La piedra resultó ser una especie de mirador, que le ofre­ció a Sophie una vista magnífica del camino por el que había venido. A sus pies se extendía casi todo el valle con sus cam­pos, vallados y setos, los meandros del río y las mansiones elegantes de los ricos que resplandecían entre las arboledas bajo el sol poniente, hasta llegar a las montañas azules a lo lejos. Justo debajo se veía Market Chipping. Sophie contempló sus calles que le resultaban tan familiares. Ahí estaban la Plaza del Mercado y casa Cesari. Podría haber tirado una piedra por la chimenea de su casa, junto a la sombrerería.

—¡Qué cerca estoy todavía! —le dijo Sophie a su bastón, desanimada—. ¡Tanto andar para llegar justo encima de mi propio tejado!

Cuando el sol se ocultó se quedó fría sentada en aquella piedra. Hacía un viento desagradable que soplaba desde todos los lados al mismo tiempo cuando Sophie intentaba guarecerse de él.
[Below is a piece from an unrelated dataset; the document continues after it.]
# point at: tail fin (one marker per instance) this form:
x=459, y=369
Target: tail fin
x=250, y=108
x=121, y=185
Ahora ya no le parecía tan poco importante pasar la noche en las colinas. No dejaba de pensar, cada vez con mayor insistencia, en una silla cómoda junto a la chimenea, y tam­bién en la oscuridad y los animales salvajes. Pero si regresaba hacia Market Chipping, no llegaría antes de la medianoche. Lo mismo le daba seguir adelante. Suspiró y se levantó. Le crujieron todos los huesos. Era horrible, le dolía todo.

—¡Nunca me había dado cuenta de lo que tienen que soportar los ancianos! —exclamó mientras avanzaba cuesta arriba con dificultad—. De todas formas, no creo que me coman los lobos. Debo estar demasiado seca y dura. Es un consuelo.

La noche venía con rapidez y las altas colinas cubiertas de brezo eran de un azul grisáceo. El viento se volvió más afilado. Los jadeos y los crujidos de sus huesos resonaban con tanta fuerza en sus oídos que tardó un momento en darse cuenta de que no todos los chasquidos y jadeos procedían de ella misma. Levantó la vista nublada.

El castillo del mago Howl se acercaba traqueteando hacia ella sobre el brezo. Tras sus negras almenas ascendían nubes de humo negro. Era una figura alta, delgada, pesada y fea, y realmente siniestra. Sophie se apoyó en su bastón y lo observó. No estaba particularmente asustada. Se preguntó cómo se mo­vería. Pero lo que más le llamó la atención fue que aquel humo debía significar que dentro de aquellos muros negros y altos habría una chimenea.

—En fin, ¿por qué no? —le dijo al bastón—. Dudo mucho que el mago Howl quiera mi alma para su colección. Solo acepta jovencitas.

Levantó el palo y lo agitó con autoridad en dirección al castillo.

—¡Alto ahí! —gritó.

El castillo obedeció deteniéndose con mucho estruendo, a unos veinte pasos colina arriba. Sophie se sintió tremenda­mente agradecida mientras avanzaba cojeando hacia él.

CAPÍTULO 3.

“En el que Sophie entra en un castillo y hace un trato”

En el muro había una puerta grande y negra y Sophie avanzó hacia ella, cojeando con energía. El castillo era todavía más feo visto de cerca. Era demasiado alto para su base y no tenía una forma muy regular. Por lo que podía ver Sophie en aquella oscuridad, estaba construido con gran­des bloques que parecían de carbón y, como el carbón, todos los bloques tenían distintas formas y tamaños. Cuando se acer­có, notó que desprendía frío, pero aquello no la asustó en absoluto. En lo único que pensaba era en sillas y chimeneas y alargó una mano anhelante hacia la puerta.